Kongressauftakt Canine Science Forum in Wien: Hund hat kein Gewissen


Hunderte Experten tagen bis 28. Juli in der Hauptuniversität

27.07.2010 / APA

Wien - Mit einer Willkommens-Veranstaltung hat gestern, Sonntag, der weltgrößte wissenschaftliche Kongress zum Thema Mensch und Hund in der Universität Wien begonnen. Im Mittelpunkt steht die Beziehung der Zwei- und Vierbeiner, die in vielerlei Hinsicht rätselhaft bleibt. Diese wird aus diversen Blickpunkten beleuchtet: über die Genforschung zu Verhaltensanalysen bis zu gesellschaftlichen Rahmenbedingungen des jahrtausendelangen Zusammenlebens. Neueste Erkenntnisse weisen darauf hin, dass die Tiere ihre Bezugspersonen viel besser als bisher angenommen verstehen und sich erstaunlich gut auf diese einstellen können.
Ein erstes Fazit des präsentierten Forschungsstandes zeigt: der Mensch interpretiert das Verhalten seiner pelzigen Freunde weiterhin meist viel zu menschlich. Auch wenn "Frauerl" und "Herrl" beispielsweise noch so felsenfest davon überzeugt sind, dass ihr Liebling diesbezüglich allen Artgenossen überlegen ist: ein schlechtes Gewissen kennen Hunde nicht. Wie Forscherin Alexandra Horowitz vom Barnard College, Columbia University (USA) im Rahmen einer empirischen Untersuchung festgestellt hat, reagieren die Partner mit der kalten Schnauze eindeutig auf das Verhalten des Menschen und nicht auf ihr eigenes - meist mit dem typischen "schuldbewussten" Blick.
Hunde können sich nicht im herkömmlichen Sinn schämen, legen aber sehr wohl Beschwichtigungssignale an den Tag, die als schlechtes Gewissen (fehl)interpretiert werden können und oft werden.

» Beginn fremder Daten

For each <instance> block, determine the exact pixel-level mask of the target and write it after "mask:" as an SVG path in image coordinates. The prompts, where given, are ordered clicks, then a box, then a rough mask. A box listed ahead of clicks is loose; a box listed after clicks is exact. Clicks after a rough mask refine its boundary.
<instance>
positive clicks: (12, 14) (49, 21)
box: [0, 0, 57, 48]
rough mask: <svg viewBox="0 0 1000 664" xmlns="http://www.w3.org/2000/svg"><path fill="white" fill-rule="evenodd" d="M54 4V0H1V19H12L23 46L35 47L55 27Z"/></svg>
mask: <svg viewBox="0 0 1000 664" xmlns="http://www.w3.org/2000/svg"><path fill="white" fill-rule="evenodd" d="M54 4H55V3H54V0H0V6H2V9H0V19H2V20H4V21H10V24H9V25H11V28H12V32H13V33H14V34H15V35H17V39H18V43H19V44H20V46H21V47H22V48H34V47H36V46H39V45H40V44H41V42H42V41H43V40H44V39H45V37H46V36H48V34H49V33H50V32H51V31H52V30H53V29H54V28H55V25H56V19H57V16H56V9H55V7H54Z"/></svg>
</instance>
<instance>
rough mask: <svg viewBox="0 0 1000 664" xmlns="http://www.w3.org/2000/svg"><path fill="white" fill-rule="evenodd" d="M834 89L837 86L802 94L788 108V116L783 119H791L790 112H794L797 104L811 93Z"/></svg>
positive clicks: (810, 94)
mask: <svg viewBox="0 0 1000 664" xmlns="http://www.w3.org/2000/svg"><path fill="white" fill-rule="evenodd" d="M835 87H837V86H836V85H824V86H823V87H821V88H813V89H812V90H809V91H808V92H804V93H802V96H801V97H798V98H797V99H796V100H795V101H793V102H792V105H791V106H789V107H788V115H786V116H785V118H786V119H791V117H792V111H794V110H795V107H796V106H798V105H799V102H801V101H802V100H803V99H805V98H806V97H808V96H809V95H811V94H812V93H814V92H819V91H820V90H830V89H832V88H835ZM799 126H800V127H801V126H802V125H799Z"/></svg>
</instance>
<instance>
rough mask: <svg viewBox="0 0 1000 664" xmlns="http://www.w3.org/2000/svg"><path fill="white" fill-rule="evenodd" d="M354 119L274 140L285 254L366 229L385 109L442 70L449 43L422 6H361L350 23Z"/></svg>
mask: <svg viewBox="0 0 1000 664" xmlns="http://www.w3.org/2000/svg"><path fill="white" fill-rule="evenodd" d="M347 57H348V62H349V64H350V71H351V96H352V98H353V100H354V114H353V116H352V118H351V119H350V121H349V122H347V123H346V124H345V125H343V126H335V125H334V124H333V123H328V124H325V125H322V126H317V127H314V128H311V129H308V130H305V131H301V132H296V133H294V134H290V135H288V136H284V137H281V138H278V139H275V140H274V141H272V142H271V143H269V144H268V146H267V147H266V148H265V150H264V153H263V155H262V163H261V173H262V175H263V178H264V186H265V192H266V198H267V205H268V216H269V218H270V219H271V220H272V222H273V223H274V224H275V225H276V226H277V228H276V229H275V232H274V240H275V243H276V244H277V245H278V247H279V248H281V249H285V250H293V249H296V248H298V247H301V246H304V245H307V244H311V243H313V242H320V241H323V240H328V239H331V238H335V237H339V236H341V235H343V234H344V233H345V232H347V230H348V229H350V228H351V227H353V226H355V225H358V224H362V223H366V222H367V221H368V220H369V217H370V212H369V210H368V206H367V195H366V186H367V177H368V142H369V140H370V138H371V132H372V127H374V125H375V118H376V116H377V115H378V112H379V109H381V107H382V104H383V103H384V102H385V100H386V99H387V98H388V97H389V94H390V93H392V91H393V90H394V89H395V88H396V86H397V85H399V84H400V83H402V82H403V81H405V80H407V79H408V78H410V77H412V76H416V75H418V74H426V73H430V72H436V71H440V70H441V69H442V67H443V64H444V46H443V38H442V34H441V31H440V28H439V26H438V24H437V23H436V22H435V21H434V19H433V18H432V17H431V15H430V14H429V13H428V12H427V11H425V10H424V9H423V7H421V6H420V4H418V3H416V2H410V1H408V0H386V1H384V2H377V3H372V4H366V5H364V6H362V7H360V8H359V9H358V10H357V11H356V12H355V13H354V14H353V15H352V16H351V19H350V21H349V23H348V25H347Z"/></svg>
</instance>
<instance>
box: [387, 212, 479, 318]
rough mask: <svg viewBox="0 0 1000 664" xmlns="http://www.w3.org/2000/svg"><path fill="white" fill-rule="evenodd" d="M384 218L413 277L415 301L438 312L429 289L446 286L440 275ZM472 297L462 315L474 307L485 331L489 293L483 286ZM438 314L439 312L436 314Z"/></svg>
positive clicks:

Wenn der Halter nicht über das tatsächliche Verhalten seines Tieres informiert ist und ein schlechtes Benehmen einfach nur annimmt, reagiert der Hund allerdings genauso, als hätte er die Missetat tatsächlich begangen: mit Unterwürfigkeit und Beschwichtigung, wies Horowitz nach. Das Tier möchte seinen Menschen einfach gewogen stimmen - auch wenn dieser ihm Unrecht tut.
Was Recht und Unrecht aus Hundesicht betrifft, sprechen im Übrigen einige Anzeichen dafür, dass Hunde über einen gewissen Sinn für Fairness verfügen. Wenn sie sich ungerecht behandelt fühlen, sinkt die Kooperationsbereitschaft und der Wille, dem Zweibeiner zu gefallen. Ob dies allerdings auf eine Art natürlichen Gerechtigkeitssinn oder massive Überforderung und Verwirrung bei nicht nachvollziehbarem Verhalten ihrer Bezugspersonen zurückzuführen ist, bleibt eine umstrittene Frage.
Neben den Haushunden widmen sich die Wissenschafter auch deren nächsten biologischen Verwandten, anderen Caniden. Am besten untersucht ist bis dato das Verhalten der Wölfe. Doch auch wenn sie alle gemeinsame Urahnen haben: selbst mit der Flasche aufgezogene Wölfe entwickeln niemals eine derart enge Bindung zum Menschen wie Wuffi und Bello, die im Zweifelsfall an einer Kooperation interessiert sind. Dies zeigt sich unter anderem darin, dass Hunde sehr wohl zwischen Spiel und Ernst unterscheiden können, etwa wenn sie einen Gegenstand bewachen sollen. Meister Isegrim will diesen, im Gegensatz zu seinem domestizierten Verwandten, einfach nicht mehr herausrücken.